How did this dualistic sense of mission creep back in?

I

stumbled across an interesting article from 1889 written by William Booth; called Salvation for Both Worlds, William Booth charts an interesting journey. Booth booth.jpgacknowledges an initial, seemingly straight-forward and unsurprising theology that reflects a familiar understanding of salvation, from which there should be no distraction. ‘Temporal modification’ was in his mind ‘trivial, almost contemptible.’

“What were the sorrows of earth when compared with everlasting damnation? Their temporary comfort or discomfort was as to nothing compared with the business of their rescue.”

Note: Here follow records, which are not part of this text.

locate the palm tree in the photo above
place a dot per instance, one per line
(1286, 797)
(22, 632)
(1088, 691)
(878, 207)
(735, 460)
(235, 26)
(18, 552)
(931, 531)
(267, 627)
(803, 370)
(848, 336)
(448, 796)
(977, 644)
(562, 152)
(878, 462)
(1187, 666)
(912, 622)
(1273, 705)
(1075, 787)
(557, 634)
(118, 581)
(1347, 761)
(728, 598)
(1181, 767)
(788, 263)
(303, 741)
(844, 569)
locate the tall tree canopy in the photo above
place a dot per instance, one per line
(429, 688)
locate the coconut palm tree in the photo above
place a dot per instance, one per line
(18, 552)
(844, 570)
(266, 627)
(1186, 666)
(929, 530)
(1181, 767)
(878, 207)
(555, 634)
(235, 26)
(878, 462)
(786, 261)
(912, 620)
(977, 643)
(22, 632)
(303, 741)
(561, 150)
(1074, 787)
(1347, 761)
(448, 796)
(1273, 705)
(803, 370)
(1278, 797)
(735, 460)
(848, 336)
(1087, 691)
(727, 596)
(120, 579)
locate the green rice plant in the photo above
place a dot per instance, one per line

Booth goes on to outline how he became increasing impacted by the brokenness of society and the ‘earthly miseries’ he saw around him - but seeing no remedy, Booths’ concept of mission remained concise and to the point “if we cannot save them for time, we will save them for eternity”.

Booth’s desire was simple from the outset, ‘to advance [God's] honour and carry out [God's] wishes on the earth’. The year before Darkest England and the Way Out was published Booth’s theology of mission takes an interesting turn. The article reads almost like a testimony of how Booth recognised the shaping and morphing of his theology. It is interesting to hear Booth as he says:

“… as I came to look more closely into things and gathered more experience of the ways of God to man, I discovered that the miseries from which I ought to save man in the next world were substantially the same as those from which I everywhere found him suffering in this…”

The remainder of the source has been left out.